C’est la représentation de la ville de Paris qui illustre le mieux cela : on a l’impression qu’elle n’est qu’un décor un peu interchangeable. Quand Liv se fraye un chemin avec ses bagages lourds dans le métro et dans les rues de Paris, on aurait aimé savoir où exactement elle se trouvait – cela aurait également évité à l’auteure quelques incohérences gênantes. C’est ainsi qu’à la page 90, alors que Val l’avait traînée jusqu’au parc des Buttes-Chaumont, on apprend que Liv n’était toujours pas dans le 19e arrondissement, alors que la page 164 nous avait révélé qu’elle s’y trouvait le… 19.
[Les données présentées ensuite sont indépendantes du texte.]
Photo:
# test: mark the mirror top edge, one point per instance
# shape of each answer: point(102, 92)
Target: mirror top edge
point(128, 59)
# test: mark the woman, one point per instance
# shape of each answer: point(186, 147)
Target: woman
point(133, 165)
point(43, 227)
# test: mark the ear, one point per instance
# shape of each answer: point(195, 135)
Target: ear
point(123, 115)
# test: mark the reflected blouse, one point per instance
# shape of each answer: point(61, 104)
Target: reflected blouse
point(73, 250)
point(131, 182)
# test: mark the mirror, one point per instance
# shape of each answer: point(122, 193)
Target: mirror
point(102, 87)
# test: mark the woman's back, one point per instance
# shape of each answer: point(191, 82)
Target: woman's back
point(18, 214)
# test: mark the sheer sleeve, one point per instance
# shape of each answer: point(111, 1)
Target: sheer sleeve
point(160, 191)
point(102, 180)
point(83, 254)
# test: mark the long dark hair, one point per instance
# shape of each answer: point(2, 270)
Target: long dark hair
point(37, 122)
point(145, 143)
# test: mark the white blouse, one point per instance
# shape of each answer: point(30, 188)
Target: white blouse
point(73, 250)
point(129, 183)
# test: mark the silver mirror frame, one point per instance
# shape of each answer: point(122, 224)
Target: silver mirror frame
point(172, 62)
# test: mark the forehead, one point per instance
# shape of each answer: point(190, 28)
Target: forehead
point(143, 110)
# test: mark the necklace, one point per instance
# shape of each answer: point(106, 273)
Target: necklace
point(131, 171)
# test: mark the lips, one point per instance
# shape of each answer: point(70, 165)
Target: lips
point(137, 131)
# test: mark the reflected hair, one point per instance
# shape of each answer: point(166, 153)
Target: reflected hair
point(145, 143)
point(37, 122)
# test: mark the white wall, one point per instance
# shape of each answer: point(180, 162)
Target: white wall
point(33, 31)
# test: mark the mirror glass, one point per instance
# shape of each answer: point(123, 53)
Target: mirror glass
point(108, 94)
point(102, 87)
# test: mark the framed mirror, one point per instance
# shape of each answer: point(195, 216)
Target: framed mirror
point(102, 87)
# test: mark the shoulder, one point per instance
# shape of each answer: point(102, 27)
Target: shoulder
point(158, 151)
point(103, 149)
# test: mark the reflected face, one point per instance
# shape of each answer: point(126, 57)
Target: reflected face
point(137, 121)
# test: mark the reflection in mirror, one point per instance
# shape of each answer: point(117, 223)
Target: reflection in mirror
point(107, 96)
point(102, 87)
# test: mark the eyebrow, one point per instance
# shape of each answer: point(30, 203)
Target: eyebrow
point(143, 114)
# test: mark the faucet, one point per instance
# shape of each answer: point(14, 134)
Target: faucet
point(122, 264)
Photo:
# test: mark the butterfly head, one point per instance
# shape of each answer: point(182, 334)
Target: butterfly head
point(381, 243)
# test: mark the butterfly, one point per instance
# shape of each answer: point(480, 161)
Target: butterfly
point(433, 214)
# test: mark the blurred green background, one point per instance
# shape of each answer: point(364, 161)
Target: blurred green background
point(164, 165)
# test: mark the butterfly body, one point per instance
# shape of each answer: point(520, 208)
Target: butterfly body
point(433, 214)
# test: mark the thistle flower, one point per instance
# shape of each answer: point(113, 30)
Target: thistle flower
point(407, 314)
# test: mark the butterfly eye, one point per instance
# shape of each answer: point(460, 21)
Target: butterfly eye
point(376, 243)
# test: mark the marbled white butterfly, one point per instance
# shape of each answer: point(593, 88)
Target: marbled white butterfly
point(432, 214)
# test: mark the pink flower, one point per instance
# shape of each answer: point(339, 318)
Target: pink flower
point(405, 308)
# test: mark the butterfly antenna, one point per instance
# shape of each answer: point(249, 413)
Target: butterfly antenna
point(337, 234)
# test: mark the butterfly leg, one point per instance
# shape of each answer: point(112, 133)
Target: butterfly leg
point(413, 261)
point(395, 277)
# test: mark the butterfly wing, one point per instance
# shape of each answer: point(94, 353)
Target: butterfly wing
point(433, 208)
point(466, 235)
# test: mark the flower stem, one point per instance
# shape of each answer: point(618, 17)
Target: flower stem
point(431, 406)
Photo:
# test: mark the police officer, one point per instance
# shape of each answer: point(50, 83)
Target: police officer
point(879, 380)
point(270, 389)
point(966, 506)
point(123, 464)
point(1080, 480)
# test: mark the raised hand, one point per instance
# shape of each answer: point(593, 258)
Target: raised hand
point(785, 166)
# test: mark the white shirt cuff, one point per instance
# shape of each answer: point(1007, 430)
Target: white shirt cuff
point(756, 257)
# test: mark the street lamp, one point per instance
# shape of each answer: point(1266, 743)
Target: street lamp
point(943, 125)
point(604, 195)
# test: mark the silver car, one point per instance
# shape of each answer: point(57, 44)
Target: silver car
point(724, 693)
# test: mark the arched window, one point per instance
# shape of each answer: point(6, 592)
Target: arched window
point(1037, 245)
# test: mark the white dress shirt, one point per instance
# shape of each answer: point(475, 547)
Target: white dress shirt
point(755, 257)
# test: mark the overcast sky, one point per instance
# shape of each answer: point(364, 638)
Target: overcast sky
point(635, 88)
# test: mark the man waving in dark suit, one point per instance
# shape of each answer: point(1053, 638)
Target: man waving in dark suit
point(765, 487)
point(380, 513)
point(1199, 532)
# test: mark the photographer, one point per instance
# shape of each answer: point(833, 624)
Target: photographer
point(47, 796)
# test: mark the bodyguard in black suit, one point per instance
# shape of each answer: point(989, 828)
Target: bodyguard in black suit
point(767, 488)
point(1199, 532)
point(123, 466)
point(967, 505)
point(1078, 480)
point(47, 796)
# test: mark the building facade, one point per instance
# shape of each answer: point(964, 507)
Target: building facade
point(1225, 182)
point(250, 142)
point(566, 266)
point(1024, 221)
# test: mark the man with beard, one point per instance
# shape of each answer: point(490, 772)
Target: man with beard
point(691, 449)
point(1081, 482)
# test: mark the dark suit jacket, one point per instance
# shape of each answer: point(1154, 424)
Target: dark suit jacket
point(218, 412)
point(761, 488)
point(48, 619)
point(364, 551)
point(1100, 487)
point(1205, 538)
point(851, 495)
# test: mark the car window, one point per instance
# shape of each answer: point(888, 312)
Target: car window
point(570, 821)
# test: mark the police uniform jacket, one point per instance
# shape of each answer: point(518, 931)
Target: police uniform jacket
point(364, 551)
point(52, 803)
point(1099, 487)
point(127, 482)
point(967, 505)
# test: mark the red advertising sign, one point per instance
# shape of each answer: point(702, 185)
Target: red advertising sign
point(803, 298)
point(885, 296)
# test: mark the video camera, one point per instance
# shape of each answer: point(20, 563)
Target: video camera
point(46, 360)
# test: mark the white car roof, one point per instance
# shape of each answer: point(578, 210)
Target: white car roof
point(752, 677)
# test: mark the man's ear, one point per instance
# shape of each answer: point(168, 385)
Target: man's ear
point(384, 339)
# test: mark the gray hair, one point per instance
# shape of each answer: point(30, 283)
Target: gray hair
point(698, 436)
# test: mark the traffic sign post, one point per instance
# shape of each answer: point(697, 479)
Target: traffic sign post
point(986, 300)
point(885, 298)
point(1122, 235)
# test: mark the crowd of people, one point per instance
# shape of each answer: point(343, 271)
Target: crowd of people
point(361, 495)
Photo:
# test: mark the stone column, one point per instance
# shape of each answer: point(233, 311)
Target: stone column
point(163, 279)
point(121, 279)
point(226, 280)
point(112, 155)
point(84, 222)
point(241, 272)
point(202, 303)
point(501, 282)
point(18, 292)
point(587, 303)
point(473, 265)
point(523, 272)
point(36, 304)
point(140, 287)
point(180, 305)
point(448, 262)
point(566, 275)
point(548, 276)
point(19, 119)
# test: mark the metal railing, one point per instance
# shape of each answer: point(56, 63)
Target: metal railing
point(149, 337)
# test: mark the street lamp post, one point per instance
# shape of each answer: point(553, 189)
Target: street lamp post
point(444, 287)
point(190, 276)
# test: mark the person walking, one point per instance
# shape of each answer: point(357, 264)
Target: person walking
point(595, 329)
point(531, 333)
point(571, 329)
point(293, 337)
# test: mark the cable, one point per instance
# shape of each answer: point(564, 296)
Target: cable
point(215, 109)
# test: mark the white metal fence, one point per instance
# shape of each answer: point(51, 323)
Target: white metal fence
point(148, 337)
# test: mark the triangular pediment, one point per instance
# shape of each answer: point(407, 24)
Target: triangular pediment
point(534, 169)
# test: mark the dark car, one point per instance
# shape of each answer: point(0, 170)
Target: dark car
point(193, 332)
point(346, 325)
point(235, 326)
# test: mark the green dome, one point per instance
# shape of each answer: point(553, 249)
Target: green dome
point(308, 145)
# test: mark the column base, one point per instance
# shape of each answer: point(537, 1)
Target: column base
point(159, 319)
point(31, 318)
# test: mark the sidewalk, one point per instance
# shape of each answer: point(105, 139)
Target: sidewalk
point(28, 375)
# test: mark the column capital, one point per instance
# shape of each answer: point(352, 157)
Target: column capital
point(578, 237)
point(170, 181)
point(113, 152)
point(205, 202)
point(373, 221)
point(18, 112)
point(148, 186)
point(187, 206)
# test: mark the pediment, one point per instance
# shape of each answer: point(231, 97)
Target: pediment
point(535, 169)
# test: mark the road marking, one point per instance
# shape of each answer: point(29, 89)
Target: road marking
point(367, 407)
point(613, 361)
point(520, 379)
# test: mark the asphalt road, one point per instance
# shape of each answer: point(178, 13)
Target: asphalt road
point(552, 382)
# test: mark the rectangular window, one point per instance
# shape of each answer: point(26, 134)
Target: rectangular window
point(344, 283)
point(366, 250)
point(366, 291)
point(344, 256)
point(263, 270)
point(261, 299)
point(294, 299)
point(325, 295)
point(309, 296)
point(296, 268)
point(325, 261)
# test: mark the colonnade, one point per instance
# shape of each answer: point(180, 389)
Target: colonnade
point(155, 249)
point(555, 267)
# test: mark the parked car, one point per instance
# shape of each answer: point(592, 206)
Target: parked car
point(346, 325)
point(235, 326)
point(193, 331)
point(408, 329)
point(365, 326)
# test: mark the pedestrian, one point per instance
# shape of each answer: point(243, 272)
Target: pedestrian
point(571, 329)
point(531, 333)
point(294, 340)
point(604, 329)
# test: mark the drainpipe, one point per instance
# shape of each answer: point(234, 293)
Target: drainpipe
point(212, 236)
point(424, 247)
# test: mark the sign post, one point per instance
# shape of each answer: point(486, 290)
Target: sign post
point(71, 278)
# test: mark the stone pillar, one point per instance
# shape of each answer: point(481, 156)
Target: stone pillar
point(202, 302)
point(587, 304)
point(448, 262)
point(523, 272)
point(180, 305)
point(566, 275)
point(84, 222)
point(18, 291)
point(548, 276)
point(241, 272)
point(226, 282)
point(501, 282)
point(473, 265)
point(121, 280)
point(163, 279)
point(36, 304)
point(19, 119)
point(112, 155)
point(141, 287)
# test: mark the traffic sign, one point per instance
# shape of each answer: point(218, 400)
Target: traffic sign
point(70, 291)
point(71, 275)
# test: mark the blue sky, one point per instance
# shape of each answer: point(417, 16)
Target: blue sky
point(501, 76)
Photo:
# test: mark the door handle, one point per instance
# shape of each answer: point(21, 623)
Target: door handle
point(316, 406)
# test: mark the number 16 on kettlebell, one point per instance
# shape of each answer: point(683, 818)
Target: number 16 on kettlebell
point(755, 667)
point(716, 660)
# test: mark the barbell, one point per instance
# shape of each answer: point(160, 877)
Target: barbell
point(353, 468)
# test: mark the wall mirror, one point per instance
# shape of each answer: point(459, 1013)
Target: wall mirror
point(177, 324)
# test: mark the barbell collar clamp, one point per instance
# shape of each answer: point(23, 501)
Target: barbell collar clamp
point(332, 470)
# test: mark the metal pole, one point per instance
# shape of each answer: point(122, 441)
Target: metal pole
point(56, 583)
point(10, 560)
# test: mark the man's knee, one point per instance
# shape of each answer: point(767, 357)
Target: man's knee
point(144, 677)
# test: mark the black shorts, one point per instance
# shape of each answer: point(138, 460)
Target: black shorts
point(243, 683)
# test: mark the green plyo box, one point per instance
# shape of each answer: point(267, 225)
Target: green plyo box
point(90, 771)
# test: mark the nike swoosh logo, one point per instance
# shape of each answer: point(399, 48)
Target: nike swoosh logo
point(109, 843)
Cela peut sembler un détail, mais un univers fictif repose sur les détails : une expérience vécue, en particulier celle d’un adolescent sensible, ne se déroule pas dans un espace ontologiquement vague. Si l’on fait abstraction de cela, ainsi que de la relecture malheureusement imprécise (il manque trop souvent des mots entiers) réalisée par les éditions Guy Binsfeld pour cette rentrée, on obtient un roman « feel-good » touchant pour jeunes adultes, écrit en luxembourgeois.